Vision-based AI is transforming digital health by integrating cutting-edge imaging technologies with advanced analytical methods, resulting in significant improvements in diagnostic precision and patient care. These technologies enable early disease detection by identifying subtle anomalies in medical images, streamline clinical workflows, and accelerate research by processing large datasets efficiently.
In addition, the integration of large language models (LLMs) with vision-based AI—forming Vision LLM systems—further enhances healthcare applications by combining visual data interpretation with natural language processing. This multimodal approach not only improves the generation of clinical reports and supports decision-making but also opens new avenues for comprehensive patient care.
The workshop will cover a broad spectrum of topics that demonstrate the innovative applications of vision-based AI in digital health.
Accepted workshop papers will be published in the official ICCV workshop proceedings.
We invite paper submissions with topics include, but not limited to:
Vision LLM for Healthcare: This topic explores the integration of large language models (LLMs) with vision-based AI to enhance healthcare applications.

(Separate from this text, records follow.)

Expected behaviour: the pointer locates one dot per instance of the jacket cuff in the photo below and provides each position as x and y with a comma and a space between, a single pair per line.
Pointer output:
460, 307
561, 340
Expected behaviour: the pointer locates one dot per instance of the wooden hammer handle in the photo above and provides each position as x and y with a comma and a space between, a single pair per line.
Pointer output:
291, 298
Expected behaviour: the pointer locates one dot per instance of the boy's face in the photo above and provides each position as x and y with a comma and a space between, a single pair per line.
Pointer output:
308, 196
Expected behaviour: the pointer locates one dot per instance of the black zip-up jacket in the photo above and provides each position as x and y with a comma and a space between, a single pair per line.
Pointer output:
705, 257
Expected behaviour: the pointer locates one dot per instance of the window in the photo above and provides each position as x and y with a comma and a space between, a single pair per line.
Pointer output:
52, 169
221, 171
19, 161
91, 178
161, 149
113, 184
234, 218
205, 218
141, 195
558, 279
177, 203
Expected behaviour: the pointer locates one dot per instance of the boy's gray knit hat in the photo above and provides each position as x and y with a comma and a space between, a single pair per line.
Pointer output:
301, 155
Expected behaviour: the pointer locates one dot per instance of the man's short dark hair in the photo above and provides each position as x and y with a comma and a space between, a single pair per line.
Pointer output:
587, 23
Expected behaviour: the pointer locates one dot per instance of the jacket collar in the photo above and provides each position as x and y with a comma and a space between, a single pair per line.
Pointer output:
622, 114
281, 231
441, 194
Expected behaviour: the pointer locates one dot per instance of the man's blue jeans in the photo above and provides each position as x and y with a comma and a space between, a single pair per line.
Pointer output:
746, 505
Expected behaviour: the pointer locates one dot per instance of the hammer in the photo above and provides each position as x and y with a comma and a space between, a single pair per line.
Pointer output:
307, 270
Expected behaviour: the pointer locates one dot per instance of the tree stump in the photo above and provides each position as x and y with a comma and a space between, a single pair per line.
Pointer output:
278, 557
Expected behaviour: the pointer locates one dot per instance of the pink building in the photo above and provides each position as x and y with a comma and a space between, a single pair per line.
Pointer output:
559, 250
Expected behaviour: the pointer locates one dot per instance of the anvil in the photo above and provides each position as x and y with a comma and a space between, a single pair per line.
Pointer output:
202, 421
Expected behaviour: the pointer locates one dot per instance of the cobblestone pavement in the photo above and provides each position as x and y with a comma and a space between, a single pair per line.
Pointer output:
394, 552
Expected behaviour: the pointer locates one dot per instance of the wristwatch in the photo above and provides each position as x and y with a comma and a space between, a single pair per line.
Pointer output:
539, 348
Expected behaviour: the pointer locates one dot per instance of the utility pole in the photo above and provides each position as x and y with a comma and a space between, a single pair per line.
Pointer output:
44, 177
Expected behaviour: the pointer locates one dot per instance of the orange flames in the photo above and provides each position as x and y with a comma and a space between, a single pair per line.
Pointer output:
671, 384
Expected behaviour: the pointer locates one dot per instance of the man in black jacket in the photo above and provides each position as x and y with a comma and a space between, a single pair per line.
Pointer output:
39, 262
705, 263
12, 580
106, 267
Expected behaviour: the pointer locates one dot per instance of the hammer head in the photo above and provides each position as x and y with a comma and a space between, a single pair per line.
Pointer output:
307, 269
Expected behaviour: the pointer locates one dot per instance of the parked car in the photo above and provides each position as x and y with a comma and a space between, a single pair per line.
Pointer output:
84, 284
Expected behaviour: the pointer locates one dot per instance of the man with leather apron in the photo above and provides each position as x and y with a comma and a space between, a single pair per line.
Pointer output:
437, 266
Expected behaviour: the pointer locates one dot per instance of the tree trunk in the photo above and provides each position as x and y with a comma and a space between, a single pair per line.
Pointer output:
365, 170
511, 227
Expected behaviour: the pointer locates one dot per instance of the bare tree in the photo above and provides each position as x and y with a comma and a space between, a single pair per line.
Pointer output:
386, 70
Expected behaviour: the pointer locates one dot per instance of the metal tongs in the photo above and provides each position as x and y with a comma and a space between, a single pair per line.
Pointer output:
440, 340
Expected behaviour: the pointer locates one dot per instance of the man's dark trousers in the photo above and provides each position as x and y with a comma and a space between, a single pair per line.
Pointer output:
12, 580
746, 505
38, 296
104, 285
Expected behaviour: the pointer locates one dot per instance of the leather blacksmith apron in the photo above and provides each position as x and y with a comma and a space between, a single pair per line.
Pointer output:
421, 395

It will address how vision LLM systems can interpret medical images, generate detailed clinical reports, and support decision-making by combining visual and textual data. Participants will learn about innovative approaches that leverage multimodal data, discuss the challenges of aligning language understanding with visual context, and examine case studies where vision LLMs improve diagnostic accuracy and treatment planning in clinical settings.
Medical Image Analysis and Diagnostics: Examining how AI-driven techniques analyze various imaging modalities to detect abnormalities, improve diagnostic precision, and support treatment planning.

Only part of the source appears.